Google API flow requires consent for refresh-token every time

Question

Using python 3.6, requests==2.22.0

Trying to use the Google API, in particular mobile and desktop apps flow

I am able to generate an auth code by using this url:

url = (
    'https://accounts.google.com/o/oauth2/v2/auth?'
    'scope={scope}'
    'response_type=code&'
    'redirect_uri={redirect_uri}&'
    'client_id={client_id}&'
    'access_type=offline'.format(
        redirect_uri=redirect_uri,
        client_id=client_id,
        scope=scope,
    )
)

The redirect_uri I am using (for now) is simply https://google.com, and it is registered in the developer app I generated, in the Authorized redirect URIs section and in the Authorized domains section under the OAuth consent settings page/tab.

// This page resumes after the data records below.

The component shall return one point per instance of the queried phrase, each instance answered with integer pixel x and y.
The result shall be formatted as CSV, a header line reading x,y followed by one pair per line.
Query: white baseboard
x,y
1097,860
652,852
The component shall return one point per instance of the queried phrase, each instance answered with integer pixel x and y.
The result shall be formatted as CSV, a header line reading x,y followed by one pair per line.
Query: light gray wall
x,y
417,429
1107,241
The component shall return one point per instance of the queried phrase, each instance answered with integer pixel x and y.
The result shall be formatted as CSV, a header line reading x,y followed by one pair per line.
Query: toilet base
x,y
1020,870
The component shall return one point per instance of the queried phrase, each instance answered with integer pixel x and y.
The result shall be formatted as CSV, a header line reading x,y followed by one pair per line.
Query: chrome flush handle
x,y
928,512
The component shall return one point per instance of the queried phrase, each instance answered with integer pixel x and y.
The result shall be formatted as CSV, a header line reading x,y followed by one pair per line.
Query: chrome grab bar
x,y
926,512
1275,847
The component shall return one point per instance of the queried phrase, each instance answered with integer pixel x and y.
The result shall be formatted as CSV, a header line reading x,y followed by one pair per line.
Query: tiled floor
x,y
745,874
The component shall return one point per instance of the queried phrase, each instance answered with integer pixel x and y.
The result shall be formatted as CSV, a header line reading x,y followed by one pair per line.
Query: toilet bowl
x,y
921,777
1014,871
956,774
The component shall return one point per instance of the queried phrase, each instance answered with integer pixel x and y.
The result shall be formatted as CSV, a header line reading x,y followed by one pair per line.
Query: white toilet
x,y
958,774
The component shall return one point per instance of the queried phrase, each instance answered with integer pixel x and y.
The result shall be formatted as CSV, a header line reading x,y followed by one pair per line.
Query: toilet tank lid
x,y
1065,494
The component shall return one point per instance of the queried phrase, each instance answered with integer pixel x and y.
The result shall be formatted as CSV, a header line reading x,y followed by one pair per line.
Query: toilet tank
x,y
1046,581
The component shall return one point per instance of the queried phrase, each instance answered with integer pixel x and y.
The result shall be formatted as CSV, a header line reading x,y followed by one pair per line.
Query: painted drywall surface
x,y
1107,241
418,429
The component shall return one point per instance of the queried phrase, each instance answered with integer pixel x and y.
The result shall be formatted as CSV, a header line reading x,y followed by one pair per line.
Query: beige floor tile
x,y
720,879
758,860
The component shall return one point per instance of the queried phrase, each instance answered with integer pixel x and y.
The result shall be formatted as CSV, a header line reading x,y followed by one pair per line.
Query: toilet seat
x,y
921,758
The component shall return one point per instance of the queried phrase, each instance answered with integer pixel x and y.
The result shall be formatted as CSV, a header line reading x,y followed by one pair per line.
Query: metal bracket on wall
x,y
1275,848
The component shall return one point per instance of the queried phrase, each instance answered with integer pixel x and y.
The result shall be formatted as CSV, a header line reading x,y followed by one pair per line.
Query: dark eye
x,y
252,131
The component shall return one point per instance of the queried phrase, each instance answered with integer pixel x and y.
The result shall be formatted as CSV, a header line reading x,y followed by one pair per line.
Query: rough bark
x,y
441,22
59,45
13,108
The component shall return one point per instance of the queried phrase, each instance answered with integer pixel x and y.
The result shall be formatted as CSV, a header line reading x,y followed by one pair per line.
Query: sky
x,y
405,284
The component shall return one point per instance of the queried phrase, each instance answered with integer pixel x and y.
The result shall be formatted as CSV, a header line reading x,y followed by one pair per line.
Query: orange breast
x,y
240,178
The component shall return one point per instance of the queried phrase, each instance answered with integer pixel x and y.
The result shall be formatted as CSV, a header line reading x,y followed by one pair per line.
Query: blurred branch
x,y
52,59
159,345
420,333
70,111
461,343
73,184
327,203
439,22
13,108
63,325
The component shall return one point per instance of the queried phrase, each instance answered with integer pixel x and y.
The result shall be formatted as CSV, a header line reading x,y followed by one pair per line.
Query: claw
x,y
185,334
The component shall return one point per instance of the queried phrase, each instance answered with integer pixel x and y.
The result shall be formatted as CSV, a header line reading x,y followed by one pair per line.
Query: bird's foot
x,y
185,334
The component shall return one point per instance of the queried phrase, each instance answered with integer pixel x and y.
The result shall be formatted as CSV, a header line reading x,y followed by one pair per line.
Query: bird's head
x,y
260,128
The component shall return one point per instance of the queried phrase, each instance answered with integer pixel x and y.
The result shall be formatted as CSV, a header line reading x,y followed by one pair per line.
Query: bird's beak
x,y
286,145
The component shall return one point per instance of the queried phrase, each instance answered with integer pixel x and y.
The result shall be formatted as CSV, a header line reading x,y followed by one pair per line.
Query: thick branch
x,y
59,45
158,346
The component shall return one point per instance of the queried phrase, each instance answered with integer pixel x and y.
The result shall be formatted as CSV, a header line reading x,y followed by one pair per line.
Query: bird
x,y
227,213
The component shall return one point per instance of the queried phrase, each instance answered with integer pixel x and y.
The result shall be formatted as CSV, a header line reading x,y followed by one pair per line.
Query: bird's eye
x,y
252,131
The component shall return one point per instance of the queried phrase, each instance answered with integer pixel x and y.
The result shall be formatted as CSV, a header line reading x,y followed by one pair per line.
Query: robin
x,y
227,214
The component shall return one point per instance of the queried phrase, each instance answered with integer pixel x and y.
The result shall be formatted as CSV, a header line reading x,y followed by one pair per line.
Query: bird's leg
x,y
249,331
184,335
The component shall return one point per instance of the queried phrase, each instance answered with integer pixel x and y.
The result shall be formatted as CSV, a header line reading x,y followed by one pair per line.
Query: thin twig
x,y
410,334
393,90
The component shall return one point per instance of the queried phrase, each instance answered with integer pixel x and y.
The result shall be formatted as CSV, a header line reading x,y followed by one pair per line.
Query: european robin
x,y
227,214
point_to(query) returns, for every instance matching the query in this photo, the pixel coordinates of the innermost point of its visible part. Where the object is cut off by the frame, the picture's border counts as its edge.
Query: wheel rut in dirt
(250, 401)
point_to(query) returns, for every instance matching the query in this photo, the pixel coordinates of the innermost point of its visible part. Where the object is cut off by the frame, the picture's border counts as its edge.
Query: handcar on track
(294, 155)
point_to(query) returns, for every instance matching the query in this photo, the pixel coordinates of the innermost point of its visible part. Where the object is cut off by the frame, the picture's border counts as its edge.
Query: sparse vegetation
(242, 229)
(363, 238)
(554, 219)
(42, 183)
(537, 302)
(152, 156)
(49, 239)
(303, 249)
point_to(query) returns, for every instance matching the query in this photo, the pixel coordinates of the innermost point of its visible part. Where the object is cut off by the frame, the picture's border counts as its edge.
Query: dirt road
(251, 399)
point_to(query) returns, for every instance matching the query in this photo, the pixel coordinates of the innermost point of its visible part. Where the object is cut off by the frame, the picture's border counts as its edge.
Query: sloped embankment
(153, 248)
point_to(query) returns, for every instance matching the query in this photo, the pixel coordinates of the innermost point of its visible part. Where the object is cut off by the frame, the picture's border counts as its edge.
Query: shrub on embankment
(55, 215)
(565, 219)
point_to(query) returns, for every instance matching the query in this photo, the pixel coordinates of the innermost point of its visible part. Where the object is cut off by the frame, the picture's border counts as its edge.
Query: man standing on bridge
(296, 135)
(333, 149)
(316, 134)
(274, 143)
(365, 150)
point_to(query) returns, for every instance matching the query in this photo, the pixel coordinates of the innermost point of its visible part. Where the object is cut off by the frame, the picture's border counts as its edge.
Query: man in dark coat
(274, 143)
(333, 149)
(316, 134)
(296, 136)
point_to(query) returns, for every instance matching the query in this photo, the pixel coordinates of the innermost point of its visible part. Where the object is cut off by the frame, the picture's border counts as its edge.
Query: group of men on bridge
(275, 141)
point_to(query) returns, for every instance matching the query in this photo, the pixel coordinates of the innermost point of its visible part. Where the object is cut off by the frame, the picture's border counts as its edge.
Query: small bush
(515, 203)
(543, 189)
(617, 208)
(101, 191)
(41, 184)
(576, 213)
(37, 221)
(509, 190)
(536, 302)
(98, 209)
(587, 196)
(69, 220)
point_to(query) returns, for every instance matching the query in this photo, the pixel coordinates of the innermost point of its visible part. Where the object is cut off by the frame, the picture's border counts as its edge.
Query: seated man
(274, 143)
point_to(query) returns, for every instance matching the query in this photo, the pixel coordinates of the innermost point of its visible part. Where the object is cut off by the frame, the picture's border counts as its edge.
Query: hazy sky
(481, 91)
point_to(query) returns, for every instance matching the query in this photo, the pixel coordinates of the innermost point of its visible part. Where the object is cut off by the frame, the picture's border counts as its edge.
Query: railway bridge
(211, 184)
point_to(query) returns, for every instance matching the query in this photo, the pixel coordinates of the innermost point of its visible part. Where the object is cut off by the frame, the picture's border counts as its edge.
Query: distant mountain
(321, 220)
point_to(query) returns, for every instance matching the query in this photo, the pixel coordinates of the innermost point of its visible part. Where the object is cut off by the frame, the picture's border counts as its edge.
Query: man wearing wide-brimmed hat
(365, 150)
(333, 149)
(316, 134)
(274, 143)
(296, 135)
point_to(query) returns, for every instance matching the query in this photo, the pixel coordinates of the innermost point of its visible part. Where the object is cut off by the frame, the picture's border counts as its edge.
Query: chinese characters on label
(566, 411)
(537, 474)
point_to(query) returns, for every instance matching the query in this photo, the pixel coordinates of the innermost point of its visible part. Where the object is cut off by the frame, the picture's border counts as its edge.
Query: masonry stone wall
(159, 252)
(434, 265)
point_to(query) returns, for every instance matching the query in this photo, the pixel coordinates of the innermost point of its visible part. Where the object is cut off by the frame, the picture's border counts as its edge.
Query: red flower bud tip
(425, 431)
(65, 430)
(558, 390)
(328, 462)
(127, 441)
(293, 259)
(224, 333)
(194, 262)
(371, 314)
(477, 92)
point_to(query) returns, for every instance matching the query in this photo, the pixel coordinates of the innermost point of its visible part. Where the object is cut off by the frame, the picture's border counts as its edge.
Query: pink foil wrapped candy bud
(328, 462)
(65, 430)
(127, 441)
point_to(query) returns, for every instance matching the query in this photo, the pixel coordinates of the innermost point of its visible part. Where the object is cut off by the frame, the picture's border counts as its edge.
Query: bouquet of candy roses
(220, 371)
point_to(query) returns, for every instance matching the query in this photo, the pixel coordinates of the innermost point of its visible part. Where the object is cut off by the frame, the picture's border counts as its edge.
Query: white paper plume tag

Once I paste the produced url in the browser - I get a code that I can extract and use to make the next call:

data = {
    'client_id': client_id,
    'client_secret': client_secret,
    'grant_type': 'authorization_code',
    'code': code,
    'redirect_uri': redirect_uri,
}
url = 'https://oauth2.googleapis.com/token'

response = requests.post(
    url,
    data=data,
    headers={
        'Content-Type': 'application/x-www-form-urlencoded',
    },

print(response)
print(response.json())

The output:

<Response [200]>
{tokens dictionary} <-- more downstream

Here is the question:
In the beginning I was experimenting with the basic scopes from the various examples available everywhere: email+profile, and the result I got was this:

{'access_token': '******', 'expires_in': 3594, 'scope': 'https://www.googleapis.com/auth/userinfo.email https://www.googleapis.com/auth/userinfo.profile openid', 'token_type': 'Bearer', 'id_token': '******'} <-- id_token is a JWT

Next, I added the actual scopes I am interested in (and made sure to add them within the developer app):

https://www.googleapis.com/auth/calendar.events+https://www.googleapis.com/auth/calendar.readonly

The result I am getting is this:

{'access_token': '******', 'expires_in': 3595, 'scope': 'https://www.googleapis.com/auth/calendar.events https://www.googleapis.com/auth/calendar.readonly', 'token_type': 'Bearer'}

No refresh token? (I specifically require it to refresh the access token)

I then read this stack overflow post and added "&prompt=consent" to the code grant URL above: (https://accounts.google.com/o/oauth2/v2/auth)

Now I am getting:

{'access_token': '******', 'expires_in': 3600, 'refresh_token': '******', 'scope': 'https://www.googleapis.com/auth/calendar.events https://www.googleapis.com/auth/calendar.readonly', 'token_type': 'Bearer'}

I have the refresh token now, but is that the only way? If the user will end up going through the flow again it will force another consent page flow - which should not be required after an initial consent was already given.

Is there any way to get the refresh token without an explicit consent every time?

Answer 1

Is there any way to get the refresh token without an explicit consent every time?

No. The refresh token is returned the first time with the user consent to off line access. Google assumes that you have saved it and there for dont need another one. Revoke the users access and request access again you should get a refresh token. or sending request prompt will request that the user grant you off line access again and you will again get a new refresh token.